As head of the International Trade Centre (ITC), I have the enormous good fortune of meeting many inspiring people from around the world. I have met many women leaders and CEOs of businesses. I have visited the factories and companies of womenowned enterprises. I have visited the farms of women working in the field to grow our food. I have launched mobile apps developed by young female entrepreneurs and attended fashion shows with clothing from young female designers. These women, and their teams, have all been inspiring. This issue of Trade Forum – is dedicated to them.
From the Third Conference on Financing for Development in Addis Ababa to the Sustainable Development Summit in New York, the conference on climate change in Paris and the WTO Trade Ministerial in Kenya, women played a crucial role last year in securing agreement on which direction we want the world to go. Sustainable Development Goal 5 – to empower all women and girls – is an important new milestone that we have to coalesce around. The ITC did its part by convening women trailblazers for several of its 2015 events, most notably for the Women Vendors Forum in São Paulo and the International Forum on Women in Business in Nairobi, where policymakers – women and men alike – met women entrepreneurs to talk business and do business.

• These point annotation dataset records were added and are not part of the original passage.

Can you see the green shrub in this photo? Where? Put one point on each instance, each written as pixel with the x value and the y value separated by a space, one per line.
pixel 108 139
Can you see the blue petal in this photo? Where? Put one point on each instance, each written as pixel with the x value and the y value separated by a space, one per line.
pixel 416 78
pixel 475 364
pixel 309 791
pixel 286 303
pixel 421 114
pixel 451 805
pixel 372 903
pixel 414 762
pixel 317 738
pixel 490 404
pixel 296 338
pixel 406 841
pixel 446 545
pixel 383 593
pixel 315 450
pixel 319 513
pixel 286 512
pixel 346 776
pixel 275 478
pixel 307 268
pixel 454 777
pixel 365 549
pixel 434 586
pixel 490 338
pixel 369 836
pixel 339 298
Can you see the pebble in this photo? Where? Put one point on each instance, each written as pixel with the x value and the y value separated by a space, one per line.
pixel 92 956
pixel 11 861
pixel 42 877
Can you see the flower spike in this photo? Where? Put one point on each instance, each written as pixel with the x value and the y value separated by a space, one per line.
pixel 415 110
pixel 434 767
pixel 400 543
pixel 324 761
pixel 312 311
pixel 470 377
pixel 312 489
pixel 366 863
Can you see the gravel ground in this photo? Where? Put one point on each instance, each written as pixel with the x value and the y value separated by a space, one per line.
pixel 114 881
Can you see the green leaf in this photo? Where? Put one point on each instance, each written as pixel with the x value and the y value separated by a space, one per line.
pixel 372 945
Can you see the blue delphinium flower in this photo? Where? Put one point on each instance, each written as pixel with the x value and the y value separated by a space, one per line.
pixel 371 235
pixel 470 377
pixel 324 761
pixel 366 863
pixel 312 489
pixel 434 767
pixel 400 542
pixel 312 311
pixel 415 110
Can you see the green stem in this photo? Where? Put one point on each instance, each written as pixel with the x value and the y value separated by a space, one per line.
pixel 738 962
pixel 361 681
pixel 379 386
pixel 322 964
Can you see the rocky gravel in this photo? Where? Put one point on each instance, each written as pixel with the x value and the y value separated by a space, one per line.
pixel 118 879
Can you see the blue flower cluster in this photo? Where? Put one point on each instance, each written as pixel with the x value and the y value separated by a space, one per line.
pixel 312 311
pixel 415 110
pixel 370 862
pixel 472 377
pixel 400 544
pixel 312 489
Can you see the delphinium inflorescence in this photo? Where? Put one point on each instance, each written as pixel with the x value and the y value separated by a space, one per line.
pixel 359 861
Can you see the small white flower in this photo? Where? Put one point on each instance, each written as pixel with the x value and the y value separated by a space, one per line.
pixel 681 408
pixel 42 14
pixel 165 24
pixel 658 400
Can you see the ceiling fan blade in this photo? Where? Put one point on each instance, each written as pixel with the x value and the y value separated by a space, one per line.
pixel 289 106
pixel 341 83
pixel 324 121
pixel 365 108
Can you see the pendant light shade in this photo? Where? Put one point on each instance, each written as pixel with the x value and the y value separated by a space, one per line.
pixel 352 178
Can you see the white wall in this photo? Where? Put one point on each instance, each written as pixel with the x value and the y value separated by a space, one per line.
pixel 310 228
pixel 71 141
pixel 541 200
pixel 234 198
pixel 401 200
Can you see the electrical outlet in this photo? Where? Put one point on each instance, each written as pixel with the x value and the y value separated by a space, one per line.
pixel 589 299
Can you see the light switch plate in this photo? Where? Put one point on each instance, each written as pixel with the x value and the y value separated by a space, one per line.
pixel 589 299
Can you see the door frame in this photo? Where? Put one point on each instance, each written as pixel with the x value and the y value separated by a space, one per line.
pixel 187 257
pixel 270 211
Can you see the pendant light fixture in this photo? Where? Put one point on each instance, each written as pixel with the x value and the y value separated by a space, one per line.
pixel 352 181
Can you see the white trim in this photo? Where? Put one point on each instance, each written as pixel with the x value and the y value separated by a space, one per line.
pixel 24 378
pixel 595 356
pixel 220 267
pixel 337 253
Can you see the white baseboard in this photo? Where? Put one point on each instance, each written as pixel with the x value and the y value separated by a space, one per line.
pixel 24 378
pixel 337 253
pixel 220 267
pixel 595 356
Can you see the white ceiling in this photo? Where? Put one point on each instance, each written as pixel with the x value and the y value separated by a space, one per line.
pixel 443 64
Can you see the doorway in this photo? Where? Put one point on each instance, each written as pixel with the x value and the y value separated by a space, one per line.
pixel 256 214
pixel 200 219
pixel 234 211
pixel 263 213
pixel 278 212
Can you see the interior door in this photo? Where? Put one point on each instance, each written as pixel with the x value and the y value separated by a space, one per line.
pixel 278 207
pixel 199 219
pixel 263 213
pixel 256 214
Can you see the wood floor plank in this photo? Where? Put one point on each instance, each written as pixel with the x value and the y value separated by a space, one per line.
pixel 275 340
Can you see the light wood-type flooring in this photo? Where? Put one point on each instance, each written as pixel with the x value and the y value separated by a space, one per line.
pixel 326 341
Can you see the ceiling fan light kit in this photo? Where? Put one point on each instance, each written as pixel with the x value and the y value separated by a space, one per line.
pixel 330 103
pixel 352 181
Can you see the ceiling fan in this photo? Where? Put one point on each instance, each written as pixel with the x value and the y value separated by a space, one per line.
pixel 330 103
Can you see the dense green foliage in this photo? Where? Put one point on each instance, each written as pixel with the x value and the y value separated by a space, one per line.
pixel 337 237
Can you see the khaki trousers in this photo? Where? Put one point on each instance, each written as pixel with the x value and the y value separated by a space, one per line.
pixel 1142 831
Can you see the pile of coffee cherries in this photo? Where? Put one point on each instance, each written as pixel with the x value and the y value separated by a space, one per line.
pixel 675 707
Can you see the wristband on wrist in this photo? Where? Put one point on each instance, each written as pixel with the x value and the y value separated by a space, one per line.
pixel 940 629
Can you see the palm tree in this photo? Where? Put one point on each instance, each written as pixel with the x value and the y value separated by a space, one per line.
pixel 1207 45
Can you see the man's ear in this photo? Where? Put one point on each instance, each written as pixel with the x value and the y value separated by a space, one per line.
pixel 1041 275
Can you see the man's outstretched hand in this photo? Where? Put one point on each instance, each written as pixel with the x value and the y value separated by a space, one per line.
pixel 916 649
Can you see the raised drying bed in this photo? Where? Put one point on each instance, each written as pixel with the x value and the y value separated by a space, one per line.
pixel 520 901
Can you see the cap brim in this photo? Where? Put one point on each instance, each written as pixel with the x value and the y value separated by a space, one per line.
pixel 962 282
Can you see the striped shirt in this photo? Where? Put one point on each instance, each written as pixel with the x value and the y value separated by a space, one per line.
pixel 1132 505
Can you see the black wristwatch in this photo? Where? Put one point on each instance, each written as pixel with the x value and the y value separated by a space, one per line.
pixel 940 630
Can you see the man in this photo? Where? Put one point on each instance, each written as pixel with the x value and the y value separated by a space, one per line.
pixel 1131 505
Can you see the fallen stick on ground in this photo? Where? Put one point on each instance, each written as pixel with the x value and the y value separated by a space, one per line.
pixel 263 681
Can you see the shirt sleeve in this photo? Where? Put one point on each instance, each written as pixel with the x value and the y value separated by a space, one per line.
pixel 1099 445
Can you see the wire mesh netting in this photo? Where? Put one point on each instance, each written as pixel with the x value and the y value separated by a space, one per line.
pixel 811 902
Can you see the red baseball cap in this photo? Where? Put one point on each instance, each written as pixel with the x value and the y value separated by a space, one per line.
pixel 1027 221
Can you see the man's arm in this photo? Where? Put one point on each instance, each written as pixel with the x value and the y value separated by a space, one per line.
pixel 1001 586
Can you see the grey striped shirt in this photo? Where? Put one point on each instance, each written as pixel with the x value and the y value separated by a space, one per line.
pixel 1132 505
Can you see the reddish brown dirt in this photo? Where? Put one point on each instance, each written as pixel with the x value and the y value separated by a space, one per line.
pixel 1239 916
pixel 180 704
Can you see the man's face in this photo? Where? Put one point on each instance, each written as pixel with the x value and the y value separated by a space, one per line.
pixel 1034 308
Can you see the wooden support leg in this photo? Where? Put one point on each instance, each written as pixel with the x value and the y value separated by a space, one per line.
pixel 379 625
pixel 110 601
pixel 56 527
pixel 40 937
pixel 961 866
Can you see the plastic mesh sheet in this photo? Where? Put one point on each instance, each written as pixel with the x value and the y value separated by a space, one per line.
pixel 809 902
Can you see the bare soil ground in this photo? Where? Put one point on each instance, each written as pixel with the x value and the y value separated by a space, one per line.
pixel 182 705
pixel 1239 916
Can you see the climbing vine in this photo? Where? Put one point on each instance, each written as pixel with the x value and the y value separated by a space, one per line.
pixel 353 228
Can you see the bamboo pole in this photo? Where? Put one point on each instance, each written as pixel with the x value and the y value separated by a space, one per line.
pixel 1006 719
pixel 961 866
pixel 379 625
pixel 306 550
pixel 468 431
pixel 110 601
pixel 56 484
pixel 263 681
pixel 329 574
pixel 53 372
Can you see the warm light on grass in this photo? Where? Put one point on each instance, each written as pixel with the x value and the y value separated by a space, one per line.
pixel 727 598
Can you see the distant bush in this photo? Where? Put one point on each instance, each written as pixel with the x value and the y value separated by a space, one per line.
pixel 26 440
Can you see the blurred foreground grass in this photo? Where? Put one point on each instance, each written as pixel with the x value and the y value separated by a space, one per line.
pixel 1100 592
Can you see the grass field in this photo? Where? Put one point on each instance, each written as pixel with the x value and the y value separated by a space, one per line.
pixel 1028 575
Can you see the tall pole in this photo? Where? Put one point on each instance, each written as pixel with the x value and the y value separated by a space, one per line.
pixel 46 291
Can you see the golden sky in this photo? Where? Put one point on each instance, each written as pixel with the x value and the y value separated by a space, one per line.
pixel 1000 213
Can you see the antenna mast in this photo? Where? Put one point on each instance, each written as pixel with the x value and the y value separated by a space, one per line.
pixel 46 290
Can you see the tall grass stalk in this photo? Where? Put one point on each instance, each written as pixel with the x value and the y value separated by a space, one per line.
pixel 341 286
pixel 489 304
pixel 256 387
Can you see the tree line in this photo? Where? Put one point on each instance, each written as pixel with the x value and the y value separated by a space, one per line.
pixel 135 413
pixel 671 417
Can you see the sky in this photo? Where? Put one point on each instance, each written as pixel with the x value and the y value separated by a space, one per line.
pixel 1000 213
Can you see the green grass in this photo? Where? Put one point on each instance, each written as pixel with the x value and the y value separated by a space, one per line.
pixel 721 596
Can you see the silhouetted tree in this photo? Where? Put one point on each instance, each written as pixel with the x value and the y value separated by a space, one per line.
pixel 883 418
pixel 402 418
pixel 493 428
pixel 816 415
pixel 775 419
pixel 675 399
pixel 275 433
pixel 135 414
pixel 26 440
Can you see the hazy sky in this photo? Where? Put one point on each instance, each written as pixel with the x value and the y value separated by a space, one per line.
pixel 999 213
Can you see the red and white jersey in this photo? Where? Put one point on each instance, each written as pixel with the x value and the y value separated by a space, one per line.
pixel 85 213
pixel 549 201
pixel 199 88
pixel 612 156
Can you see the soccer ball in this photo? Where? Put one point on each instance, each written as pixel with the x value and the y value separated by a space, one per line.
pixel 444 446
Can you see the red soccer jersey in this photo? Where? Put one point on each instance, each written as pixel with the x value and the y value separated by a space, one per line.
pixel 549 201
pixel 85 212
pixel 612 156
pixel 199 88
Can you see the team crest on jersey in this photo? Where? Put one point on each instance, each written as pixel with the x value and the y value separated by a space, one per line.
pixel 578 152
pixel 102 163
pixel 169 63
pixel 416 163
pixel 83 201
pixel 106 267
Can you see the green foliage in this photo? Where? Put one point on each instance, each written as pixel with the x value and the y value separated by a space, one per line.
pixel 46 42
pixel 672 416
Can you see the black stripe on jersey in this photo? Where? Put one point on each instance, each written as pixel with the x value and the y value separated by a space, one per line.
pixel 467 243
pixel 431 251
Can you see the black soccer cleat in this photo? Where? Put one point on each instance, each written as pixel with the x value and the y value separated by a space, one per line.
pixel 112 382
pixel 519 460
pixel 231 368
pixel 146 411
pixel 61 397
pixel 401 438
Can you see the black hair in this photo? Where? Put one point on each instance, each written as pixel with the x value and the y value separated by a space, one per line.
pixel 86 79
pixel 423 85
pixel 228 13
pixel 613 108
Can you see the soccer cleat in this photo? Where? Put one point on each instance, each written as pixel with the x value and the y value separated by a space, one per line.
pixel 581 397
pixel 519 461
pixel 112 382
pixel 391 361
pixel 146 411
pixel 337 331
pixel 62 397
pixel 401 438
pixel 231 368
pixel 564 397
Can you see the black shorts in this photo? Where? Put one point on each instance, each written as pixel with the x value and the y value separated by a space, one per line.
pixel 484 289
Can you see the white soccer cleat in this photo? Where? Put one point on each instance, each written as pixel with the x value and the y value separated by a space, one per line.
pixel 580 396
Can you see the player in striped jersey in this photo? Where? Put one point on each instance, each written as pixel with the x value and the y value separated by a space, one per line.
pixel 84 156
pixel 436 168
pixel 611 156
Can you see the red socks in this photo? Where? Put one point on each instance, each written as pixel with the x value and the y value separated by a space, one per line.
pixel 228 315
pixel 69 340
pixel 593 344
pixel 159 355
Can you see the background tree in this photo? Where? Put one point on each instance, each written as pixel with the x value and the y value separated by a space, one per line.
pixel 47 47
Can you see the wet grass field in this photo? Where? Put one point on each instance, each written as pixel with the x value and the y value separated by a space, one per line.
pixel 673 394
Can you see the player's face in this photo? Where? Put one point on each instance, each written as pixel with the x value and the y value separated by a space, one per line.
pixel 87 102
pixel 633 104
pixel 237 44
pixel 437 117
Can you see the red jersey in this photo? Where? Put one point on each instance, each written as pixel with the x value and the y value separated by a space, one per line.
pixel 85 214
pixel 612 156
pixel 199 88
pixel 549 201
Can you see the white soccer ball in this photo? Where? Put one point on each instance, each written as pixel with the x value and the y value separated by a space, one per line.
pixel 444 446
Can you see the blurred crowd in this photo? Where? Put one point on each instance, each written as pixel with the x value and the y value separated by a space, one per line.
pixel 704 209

ITC’s focus on businesses owned and run by women is a deliberate one. While businesses that trade across borders tend to be more productive, more profitable and employ more people than their domestically-focused counterparts, ITC surveys in developing countries suggest only about one-fifth of firms that engage in trade are led by women. This is unfortunate because ownership matters: firms owned by women employ more women at senior levels and mentor more women at the entry level. But it’s not just about ownership. Paid work for women yields social dividends that last for generations, not least because women invest far more of their income than men do in their families’ health and education.
Calling for something to happen requires more than words. We need data and the ability to analyse how to overcome obstacles faced by women entrepreneurs seeking to trade goods and services. Women entrepreneurs and their companies – big or small – need support to become part of global trade.
It was in response to these challenges and others that in 2015 ITC launched the SheTrades initiative to connect one million women entrepreneurs to market by 2020 (pages 24 and 25). We launched an app, built by a young Kenyan female entrepreneur – that allows women to register their businesses and connect to larger companies looking to source specific goods and services from women owned businesses. This is part of a greater effort under the SheTrades initiative to build a network through which women entrepreneurs can connect with each other and build a larger and more sustainable business portfolio.
The successful effort by the Turkish presidency of the Group of 20 to establish the Women 20 further underlines the increased importance that the world’s biggest economies are placing on the inclusion of women in the economy: from finance to IT, from civil society to trade. This importance is entirely justified. The International Labour Organization estimates that some 865 million women could be contributing more robustly to the world economy were they allowed or trained to do so. But there is much work to still do. A recent World Bank survey found that 155 countries still had at least one formal law impeding women’s economic opportunities. Women face genderbased job restrictions in 100 countries, often confining them to low-paying activities, more often than not in the informal sector.
We are on the right track. Empowering women is not just the right thing to do. It is the smart thing to do economically, socially and politically. After all ‘we are all women’.